What each host sees¶
Robot knows only:
- An OTA HTTP URL (http://<XIAOZHI_HOST>:8003/xiaozhi/ota/)
- A WS URL (provided by OTA response, typically ws://<XIAOZHI_HOST>:8000/xiaozhi/v1/)
It does not know about the ZeroClaw host, ZeroClaw itself, or any LLM.
Server / xiaozhi-server knows:
- Its own device-facing WS + OTA ports
- A handful of pluggable providers selected via data/.config.yaml selected_module:
- The LLM provider's base_url: http://<ZEROCLAW_HOST>:8080 to reach the bridge
It does not know about ACP, ZeroClaw workspace files, or the OpenRouter key.
ZeroClaw host / bridge knows:
- How to subprocess.Popen("zeroclaw acp") and speak JSON-RPC 2.0 on stdin/stdout
- How to wrap turns that arrive with channel="stackchan" in the English+emoji sandwich
- The OpenRouter API key lives in ZeroClaw's config, not in the bridge
ZeroClaw knows everything agent-side — provider keys, memory, tools, persona files. It does not know what host/channel the request came from beyond the channel string passed in.
Admin surface (two services, two prefixes)¶
Admin routes are split across the two services and reached at different prefixes.

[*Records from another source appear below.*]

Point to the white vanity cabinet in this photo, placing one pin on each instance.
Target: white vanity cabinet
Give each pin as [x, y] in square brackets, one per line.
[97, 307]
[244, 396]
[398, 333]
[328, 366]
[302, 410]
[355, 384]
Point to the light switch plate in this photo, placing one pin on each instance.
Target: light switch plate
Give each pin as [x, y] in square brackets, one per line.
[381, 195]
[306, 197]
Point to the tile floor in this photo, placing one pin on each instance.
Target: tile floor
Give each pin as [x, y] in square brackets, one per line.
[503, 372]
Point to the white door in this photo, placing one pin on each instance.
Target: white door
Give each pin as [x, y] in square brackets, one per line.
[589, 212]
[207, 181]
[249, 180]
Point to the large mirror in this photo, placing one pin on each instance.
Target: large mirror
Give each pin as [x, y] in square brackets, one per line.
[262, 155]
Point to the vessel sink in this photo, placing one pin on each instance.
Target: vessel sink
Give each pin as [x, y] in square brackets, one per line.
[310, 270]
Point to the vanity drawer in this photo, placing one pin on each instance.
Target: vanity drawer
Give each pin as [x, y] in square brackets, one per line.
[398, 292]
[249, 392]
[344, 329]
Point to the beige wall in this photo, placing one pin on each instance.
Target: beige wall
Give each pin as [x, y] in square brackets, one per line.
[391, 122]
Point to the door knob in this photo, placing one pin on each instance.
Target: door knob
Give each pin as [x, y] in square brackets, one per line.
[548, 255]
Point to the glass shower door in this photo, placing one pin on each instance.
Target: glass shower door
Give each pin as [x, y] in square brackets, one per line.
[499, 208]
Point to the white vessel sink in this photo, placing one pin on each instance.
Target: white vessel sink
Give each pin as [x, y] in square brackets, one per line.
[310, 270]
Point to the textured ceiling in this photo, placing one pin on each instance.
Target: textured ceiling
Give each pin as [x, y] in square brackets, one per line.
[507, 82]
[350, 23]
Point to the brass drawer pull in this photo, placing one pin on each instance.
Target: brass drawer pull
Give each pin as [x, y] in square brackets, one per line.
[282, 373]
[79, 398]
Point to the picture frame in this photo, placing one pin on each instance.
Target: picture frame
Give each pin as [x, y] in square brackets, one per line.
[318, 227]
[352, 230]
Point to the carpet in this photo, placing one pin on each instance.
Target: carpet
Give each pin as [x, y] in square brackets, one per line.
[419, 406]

Don't conflate them.
Bridge /admin/* (ZeroClaw host, 127.0.0.1:8080 only)¶
Runtime mutations to ZeroClaw / the bridge process itself. Bound to localhost only — LAN callers get 403.
| Endpoint | Effect | Restart |
|---|---|---|
POST /admin/kid-mode {enabled: bool} |
Persists + hot-reloads kid-mode via _apply_kid_mode() (no daemon restart needed; module globals re-bind atomically). Pushes the kid pip via the xiaozhi admin relay. |
none |
POST /admin/smart-mode {enabled: bool, device_id?} |
Persists + pushes the smart pip. When DOTTY_VOICE_PROVIDER=tier1slim: hot-swaps Tier1Slim's model/url/api_key via /xiaozhi/admin/set-tier1slim-model (in-process; no restart). When DOTTY_VOICE_PROVIDER=zeroclaw: rewrites ZeroClaw's config.toml and restarts the voice daemon. |
conditional (see above) |
POST /admin/persona {file, content} |
Overwrites a workspace persona file (SOUL.md, IDENTITY.md, USER.md, AGENTS.md, TOOLS.md, BOOTSTRAP.md, HEARTBEAT.md, MEMORY.md). Atomic via .new + rename. |
none |
POST /admin/model {daemon, model} |
TOML-edits default_model in the chosen daemon's config.toml. |
named daemon |
POST /admin/safety {action, tool} |
Adds/removes a tool in MCP_TOOL_ALLOWLIST via the # === ADMIN_ALLOWLIST_START/END === marker block. py_compile-validated; on syntax error the bridge is left untouched. |
bridge (self-restart) |
Paths and systemd unit names are env-configurable (ZEROCLAW_VOICE_CFG, ZEROCLAW_VOICE_UNIT, ZEROCLAW_DISCORD_CFG, ZEROCLAW_DISCORD_UNIT, ZEROCLAW_WORKSPACE); defaults match the documented ZeroClaw-host layout.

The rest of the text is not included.